Suis-je le seul à avoir ressenti un malaise devant la caricature du Courrier du 14 juin sur les bars de danseuses nues? 


Il y a dix ans, cette caricature m’aurait peut-être encore fait sourire. Parce que la blague qui circule depuis toujours veut que les jeunes femmes qui s’adonnent à ces danses le font pour payer leurs études – évidemment – et que les hommes vont les voir justement pour les encourager à poursuivre leurs études. Ha! Ha! Ha! Gros rires gras.

Si votre fille était dans ce milieu, vous trouveriez la caricature drôle?

Le mouvement #MoiAussi nous invite – nous, les hommes ordinaires, bien élevés et qui se disent respectueux des femmes – à mettre fin à ce genre de blague d’une autre époque. Pourquoi? Parce que ça cache quelque chose qui n’est pas drôle du tout.

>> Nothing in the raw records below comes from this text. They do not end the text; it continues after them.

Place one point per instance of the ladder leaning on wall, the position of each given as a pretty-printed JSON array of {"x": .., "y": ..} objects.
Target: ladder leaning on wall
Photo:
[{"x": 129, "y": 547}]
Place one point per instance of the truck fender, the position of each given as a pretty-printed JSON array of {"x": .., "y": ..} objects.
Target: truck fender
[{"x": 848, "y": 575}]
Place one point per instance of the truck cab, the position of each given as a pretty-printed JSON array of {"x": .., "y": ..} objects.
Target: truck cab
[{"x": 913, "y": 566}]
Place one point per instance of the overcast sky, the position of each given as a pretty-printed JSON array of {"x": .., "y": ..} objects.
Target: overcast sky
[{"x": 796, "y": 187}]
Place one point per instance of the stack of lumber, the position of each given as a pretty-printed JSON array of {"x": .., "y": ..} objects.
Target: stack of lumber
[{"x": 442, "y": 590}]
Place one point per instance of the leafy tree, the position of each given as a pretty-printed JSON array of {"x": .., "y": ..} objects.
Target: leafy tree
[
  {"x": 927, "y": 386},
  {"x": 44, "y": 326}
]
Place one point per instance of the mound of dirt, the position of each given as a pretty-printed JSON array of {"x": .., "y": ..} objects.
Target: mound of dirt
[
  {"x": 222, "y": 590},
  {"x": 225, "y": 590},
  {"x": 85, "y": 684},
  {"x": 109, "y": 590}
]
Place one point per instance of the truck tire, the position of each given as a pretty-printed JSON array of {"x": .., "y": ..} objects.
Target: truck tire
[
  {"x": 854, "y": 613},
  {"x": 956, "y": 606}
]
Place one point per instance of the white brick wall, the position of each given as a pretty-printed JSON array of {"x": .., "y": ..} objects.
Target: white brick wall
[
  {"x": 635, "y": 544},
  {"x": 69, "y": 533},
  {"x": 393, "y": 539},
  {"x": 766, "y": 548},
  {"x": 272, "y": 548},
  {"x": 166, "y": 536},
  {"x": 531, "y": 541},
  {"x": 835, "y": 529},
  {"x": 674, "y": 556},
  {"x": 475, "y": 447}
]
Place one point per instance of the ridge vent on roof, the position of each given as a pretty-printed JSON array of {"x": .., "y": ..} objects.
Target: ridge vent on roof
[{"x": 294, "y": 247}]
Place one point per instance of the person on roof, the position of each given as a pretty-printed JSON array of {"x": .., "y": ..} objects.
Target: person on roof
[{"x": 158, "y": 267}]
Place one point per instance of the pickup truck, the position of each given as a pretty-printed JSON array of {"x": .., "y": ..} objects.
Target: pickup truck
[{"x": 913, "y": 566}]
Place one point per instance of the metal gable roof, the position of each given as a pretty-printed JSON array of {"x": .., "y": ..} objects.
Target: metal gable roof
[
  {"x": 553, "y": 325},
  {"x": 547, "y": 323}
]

De fait, cette caricature affiche une part de mépris pour les femmes qui vivent – et souffrent – de ces métiers. Quand on y réfléchit un instant, le propos de la caricature sous-entend que ces femmes auraient moins de valeur ou seraient moins intelligentes parce que souvent moins éduquées. Au fond leur sort importe peu, car elles sont de petite vertu ou de classe inférieure; c’est le jugement que porte sournoisement cette caricature.

Bien sûr ce n’est pas ce qui dit explicitement l’auteur de la caricature, ni sans doute son opinion. Mais c’est exactement de ça qu’il faut prendre conscience : on ne se rend pas compte du message que peut envoyer notre propos jugé banal tellement notre conditionnement est fort par rapport aux femmes.

Commentant les conséquences du mouvement #MoiAussi dans Le Devoir en mars dernier, le professeur de sociologie à l’UQAM Marcos Ancelovici disait : « On a eu Rozon, Weinstein, oui. Mais c’est infime par rapport à l’ampleur du problème. Tout le sexisme ordinaire, au quotidien, ça passe encore sous le radar. »

Nous sommes en 2018. On peut rire de tout, encore faut-il trouver le bon angle. Ce n’était pas le cas ici. Il est temps de mettre fin à cette forme d’humour en apparence sans conséquence, mais qui, sous le radar, véhicule préjugés, stéréotypes et rabaisse.

Nous sommes tous invités à poursuivre notre prise de conscience collective et, au nom de la dignité humaine, à faire preuve de plus de discernement et d’humilité.